Domenico Rigante, l’omaggio di Pescara. La rabbia contro i rom

di Antonio Del Giudice
Pubblicato il 7 Maggio 2012 - 08:42 OLTRE 6 MESI FA

Domenico Rigante

PESCARA – Un funerale con diecimila dolenti non è evento di tutti i giorni. Un funerale con la bara a strisce biancazzurre, i colori sociali di una squadra di calcio, non s’era mai visto. In quella bara c’è un ragazzo più che ventenne, ucciso a freddo con due colpi di pistola, il ragazzo morto che saluta lo stadio di Pescara con un ultimo giro di campo. Fra gli ultrà che rendono omaggio, c’è il sindaco di Pescara, Luigi Arbore Mascia.

Il morto è Domenico Rigante, un simbolo della curva, ancor più simbolo nell’anno vincente di Zeman. Lo stadio è ancora fresco dell’omaggio reso a Morosini, il disgraziato giocatore del Livorno stroncato da un’infezione al cuore durante Pescara-Livorno. In poco più di un mese lo stadio Adriatico, recentemente ribattezzato “Cornacchia”, è teatro di due funerali assai simbolici, che nulla hanno a che fare l’uno con l’altro. La valenza simbolica delle lacrime per Morosini assume tutt’altra valenza per Domenico Rigante.

Gli ultrà sono gli stessi, anche il sindaco è lo stesso, ma nel secondo caso c’è un omicidio e un assassino (per ora presunto) che si chiama Massimo Ciarelli, esponente di peso della tribù dei Rom che abita Pescara e impone la sua legge in un paio di quartieri della città, Rancitelli innanzitutto, luogo dell’illegalità che si fa legge, la legge del più forte: e qui i più forti sono gli zingari.

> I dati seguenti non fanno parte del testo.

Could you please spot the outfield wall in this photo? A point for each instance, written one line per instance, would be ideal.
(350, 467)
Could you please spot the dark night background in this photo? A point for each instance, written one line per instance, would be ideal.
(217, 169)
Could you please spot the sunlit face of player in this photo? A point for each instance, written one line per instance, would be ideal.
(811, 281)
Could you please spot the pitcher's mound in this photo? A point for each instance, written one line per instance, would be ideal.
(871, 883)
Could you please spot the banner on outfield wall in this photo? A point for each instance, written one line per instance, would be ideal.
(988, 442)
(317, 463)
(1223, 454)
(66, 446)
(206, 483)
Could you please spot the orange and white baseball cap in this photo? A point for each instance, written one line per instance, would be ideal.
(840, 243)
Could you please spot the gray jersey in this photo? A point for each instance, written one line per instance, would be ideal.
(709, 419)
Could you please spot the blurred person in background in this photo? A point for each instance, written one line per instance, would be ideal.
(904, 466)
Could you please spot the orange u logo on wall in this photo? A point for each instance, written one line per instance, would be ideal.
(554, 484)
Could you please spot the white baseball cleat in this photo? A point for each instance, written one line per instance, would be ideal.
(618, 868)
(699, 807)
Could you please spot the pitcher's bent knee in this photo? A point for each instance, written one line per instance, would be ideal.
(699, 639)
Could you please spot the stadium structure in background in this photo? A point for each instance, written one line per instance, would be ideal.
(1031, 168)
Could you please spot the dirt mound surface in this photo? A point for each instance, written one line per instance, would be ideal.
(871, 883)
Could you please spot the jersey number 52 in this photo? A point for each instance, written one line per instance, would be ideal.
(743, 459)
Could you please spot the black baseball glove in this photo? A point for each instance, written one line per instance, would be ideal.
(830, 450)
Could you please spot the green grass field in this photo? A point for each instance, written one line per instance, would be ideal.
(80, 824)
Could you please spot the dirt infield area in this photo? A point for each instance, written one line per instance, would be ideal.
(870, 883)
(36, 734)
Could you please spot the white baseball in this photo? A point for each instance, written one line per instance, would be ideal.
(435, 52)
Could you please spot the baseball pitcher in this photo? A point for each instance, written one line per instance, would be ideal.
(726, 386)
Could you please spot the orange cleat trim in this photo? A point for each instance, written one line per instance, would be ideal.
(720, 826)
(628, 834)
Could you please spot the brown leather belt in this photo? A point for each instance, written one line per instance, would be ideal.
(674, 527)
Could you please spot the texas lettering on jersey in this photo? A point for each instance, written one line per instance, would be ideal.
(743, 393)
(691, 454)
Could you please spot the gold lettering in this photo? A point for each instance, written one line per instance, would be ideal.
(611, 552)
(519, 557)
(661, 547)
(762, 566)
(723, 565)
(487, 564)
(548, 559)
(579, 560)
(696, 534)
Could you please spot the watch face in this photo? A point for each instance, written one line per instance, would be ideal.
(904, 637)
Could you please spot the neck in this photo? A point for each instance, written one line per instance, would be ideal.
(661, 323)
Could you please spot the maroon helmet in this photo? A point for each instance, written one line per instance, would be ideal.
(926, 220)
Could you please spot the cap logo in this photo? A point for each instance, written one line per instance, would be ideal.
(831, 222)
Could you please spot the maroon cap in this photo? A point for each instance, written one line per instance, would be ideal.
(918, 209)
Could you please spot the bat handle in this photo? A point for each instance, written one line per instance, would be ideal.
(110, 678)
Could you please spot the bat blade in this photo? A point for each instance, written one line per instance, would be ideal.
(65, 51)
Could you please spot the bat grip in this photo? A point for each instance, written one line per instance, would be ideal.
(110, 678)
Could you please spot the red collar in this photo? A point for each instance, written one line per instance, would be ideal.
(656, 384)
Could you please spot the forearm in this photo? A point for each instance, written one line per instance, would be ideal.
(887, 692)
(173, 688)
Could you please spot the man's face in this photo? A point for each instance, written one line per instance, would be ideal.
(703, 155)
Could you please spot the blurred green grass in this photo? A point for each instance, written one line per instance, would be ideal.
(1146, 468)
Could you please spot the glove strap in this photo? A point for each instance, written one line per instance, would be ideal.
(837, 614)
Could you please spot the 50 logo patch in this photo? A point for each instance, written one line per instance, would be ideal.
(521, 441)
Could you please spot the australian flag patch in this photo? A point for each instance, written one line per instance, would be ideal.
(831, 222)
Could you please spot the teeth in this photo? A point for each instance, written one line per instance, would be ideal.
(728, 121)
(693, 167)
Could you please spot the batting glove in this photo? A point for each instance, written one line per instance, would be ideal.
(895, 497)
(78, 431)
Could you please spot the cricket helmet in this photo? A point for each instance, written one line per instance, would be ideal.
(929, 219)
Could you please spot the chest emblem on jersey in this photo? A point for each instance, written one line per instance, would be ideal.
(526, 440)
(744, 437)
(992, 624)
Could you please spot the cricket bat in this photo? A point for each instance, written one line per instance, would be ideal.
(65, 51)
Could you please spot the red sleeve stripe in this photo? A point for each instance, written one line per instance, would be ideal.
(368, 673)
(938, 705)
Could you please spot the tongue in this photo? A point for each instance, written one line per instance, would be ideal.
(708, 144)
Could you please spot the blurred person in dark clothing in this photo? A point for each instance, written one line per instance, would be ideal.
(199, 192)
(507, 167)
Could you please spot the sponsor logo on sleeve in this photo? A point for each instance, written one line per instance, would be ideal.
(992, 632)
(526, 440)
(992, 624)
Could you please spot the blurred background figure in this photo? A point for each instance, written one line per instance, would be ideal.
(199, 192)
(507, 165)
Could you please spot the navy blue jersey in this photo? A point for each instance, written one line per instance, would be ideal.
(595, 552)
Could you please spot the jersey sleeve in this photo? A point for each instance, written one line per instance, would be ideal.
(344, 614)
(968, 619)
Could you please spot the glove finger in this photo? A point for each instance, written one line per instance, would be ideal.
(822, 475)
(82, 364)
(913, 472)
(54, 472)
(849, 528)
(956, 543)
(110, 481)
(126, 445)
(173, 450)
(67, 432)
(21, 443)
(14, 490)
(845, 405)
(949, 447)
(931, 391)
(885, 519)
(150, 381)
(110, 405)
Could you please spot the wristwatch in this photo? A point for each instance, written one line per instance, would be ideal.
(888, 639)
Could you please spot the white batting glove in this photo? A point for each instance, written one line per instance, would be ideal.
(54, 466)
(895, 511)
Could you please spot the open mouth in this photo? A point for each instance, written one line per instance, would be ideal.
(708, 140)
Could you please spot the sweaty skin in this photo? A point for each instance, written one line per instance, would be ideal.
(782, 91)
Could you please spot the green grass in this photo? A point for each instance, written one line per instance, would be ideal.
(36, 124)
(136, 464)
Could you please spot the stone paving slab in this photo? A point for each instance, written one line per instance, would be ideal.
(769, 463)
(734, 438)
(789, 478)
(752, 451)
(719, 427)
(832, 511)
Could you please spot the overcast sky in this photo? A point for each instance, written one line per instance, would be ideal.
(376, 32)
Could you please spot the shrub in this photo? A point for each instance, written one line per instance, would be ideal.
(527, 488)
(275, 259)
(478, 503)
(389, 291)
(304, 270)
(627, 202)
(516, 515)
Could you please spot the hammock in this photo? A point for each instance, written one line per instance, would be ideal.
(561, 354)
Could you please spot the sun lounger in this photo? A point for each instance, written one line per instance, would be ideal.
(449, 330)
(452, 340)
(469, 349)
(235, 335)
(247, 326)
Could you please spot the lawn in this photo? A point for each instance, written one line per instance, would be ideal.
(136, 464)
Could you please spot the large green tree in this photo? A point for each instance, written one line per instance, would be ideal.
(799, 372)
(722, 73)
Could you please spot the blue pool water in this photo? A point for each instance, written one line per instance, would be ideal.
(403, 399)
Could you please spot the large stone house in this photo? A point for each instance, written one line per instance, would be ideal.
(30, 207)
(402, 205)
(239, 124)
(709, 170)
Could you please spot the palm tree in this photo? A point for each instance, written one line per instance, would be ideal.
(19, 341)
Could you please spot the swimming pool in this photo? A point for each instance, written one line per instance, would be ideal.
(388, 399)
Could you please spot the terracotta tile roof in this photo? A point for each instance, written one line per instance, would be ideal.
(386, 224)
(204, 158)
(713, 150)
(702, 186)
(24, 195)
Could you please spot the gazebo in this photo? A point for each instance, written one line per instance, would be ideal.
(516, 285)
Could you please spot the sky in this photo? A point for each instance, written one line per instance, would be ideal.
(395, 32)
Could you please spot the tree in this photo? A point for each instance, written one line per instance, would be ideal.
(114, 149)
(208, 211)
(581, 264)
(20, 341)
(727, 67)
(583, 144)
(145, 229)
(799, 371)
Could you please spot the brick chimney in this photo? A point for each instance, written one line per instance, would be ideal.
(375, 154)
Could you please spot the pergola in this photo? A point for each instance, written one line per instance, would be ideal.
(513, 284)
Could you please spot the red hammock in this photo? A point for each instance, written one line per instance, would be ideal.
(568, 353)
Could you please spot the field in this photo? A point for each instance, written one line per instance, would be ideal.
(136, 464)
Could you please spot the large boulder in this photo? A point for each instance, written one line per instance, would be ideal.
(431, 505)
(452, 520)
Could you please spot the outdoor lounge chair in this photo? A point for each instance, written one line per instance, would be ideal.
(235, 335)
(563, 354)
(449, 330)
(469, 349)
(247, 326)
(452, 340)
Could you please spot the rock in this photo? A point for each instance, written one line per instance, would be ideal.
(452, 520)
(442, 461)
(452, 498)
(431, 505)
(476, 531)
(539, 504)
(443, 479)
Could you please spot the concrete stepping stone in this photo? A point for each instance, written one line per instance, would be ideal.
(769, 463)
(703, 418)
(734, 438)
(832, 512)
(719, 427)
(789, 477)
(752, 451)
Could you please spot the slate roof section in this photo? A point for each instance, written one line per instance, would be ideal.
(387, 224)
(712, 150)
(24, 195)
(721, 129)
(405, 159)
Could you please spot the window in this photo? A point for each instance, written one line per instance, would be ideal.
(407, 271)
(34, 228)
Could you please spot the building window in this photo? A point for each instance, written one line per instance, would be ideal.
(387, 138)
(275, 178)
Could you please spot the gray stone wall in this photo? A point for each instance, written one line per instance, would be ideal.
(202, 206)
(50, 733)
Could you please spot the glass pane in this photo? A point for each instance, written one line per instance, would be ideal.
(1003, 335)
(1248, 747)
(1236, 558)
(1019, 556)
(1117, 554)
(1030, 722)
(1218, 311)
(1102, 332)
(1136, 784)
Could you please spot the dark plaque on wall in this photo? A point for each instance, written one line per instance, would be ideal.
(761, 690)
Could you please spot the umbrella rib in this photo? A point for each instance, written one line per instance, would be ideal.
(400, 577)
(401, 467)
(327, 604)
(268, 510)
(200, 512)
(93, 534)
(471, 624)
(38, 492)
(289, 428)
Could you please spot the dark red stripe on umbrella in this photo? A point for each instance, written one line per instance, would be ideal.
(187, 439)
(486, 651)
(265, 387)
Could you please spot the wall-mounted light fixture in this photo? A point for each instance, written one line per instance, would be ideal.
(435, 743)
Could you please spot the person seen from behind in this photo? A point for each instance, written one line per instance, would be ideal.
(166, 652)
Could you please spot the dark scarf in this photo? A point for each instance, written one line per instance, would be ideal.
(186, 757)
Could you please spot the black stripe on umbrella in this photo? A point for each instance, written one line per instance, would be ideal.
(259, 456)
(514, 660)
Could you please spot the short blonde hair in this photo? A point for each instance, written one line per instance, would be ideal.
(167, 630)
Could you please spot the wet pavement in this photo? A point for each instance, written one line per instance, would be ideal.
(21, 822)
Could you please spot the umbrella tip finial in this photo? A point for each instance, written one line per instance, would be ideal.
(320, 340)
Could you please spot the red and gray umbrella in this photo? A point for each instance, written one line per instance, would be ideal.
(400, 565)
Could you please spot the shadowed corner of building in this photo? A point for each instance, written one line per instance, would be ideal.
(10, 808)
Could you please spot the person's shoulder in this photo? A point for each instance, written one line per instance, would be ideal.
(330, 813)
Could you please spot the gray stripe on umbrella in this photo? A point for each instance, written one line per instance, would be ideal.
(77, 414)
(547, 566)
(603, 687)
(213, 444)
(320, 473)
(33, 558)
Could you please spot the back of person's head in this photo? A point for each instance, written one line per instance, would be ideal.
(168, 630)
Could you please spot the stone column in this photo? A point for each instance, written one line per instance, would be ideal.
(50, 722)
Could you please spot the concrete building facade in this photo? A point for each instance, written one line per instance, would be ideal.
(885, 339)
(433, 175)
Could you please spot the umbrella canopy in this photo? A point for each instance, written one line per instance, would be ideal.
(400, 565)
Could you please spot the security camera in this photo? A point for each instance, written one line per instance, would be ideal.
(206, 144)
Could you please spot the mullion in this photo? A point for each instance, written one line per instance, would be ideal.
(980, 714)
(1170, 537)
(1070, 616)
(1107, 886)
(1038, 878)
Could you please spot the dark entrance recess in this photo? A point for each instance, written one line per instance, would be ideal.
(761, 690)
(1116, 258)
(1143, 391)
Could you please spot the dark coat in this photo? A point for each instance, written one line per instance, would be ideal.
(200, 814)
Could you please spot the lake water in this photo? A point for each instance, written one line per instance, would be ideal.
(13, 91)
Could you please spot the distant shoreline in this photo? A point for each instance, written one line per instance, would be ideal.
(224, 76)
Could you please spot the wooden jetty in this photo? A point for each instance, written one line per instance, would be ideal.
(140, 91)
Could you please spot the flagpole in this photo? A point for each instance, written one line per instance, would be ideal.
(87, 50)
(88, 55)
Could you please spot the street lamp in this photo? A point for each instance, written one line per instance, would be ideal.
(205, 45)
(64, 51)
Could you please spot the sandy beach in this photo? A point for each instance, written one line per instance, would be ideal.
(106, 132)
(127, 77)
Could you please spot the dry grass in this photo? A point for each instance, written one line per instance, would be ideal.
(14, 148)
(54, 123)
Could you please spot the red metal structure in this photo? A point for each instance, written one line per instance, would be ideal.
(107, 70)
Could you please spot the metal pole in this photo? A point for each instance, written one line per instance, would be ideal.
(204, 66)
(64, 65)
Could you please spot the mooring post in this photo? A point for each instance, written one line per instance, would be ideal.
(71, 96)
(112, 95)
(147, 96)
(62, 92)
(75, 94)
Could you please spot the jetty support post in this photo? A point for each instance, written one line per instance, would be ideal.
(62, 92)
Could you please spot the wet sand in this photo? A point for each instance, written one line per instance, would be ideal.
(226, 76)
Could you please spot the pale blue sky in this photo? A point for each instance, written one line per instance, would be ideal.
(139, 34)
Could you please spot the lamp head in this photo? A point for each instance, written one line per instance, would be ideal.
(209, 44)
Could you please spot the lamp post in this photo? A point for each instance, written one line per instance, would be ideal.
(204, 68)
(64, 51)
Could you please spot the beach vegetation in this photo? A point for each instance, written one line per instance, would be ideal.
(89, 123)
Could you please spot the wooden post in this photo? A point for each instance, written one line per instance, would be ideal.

Due giorni fa il questore ha dovuto interrompere la manifestazione degli ultrà contro gli zingari, per evitare che il numero dei morti si limitasse al povero Rigante. Gli ultrà si sono trovati dal calcio d’angolo al corteo contro l’illegalità, segnatamente quella dei Rom che ammorba Pescara. I Rom. Paradossalmente è toccato agli ultrà un ruolo “civile” che non si nota normalmente sulle curve dei nostri stadi. Ma la Pescara indifferente e un po’ pavida ha affidato ai suoi scalmanati di mestiere il ruolo di rivoltosi a fin di bene. Da non credersi, ma è così.

Viste le premesse, la manifestazione non poteva che assumere toni razzisti e li ha assunti. Tutto prevedibile, ma le autorità hanno dovuto toccare con mano prima di interrompere un corteo equivoco. Il problema dei Rom a Pescara non ha nulla infatti a che vedere col razzismo, tranne che se ne affidi la soluzione a migliaia di ultrà che razzisti non sanno neanche di essere, pur essendolo visceralmente. I Rom a Pescara sono un gruppo sociale potente e ricco, fuori dalla legge e dal fisco, cittadini con diritti senza doveri che da decenni si sono chiusi in un ghetto per meglio difendere i loro affari: droga, furti, usura, traffico di preziosi. Nullatenenti per principio, ogni tanto subiscono sequestri di beni per milioni di euro. Nei loro quartieri sono la legge e guai a chi vi si oppone. In passato hanno avuto rapporti con la politica, essendo i Rom un bel bacino di voti. Sono “italiani” nei vizi, ma non si sono mai assimilati, tranne in casi rari e individuali. Sono “italiani” senza doveri, ben oltre la media nazionale. Gli uomini di legge li tengono sottocchio, ma forse ci vorrebbe una sottoquestura solo per loro.

Va da sé che il modo di vivere dei Rom pescaresi è fonte di disagio per i cittadini e, spesso, anche fonte di episodi gravi di violenza. E’ ancora viva la memoria del barbaro assassinio, una decina di anni fa, di Marino Di Resta, maresciallo dei carabinieri. E’ all’ordine del giorno la rissa ed il fattaccio più o meno grave. Se poi mettete di fronte, come cani da combattimento, gli ultrà e i Rom, finisce come è finito Domenico Rigante. Ma c’è qualcuno che continua a pensare che finchè se le danno ultrà e zingari sono fatti loro. Questa è la verità. La città si guarderà lo spettacolo alla televisione e sui giornali.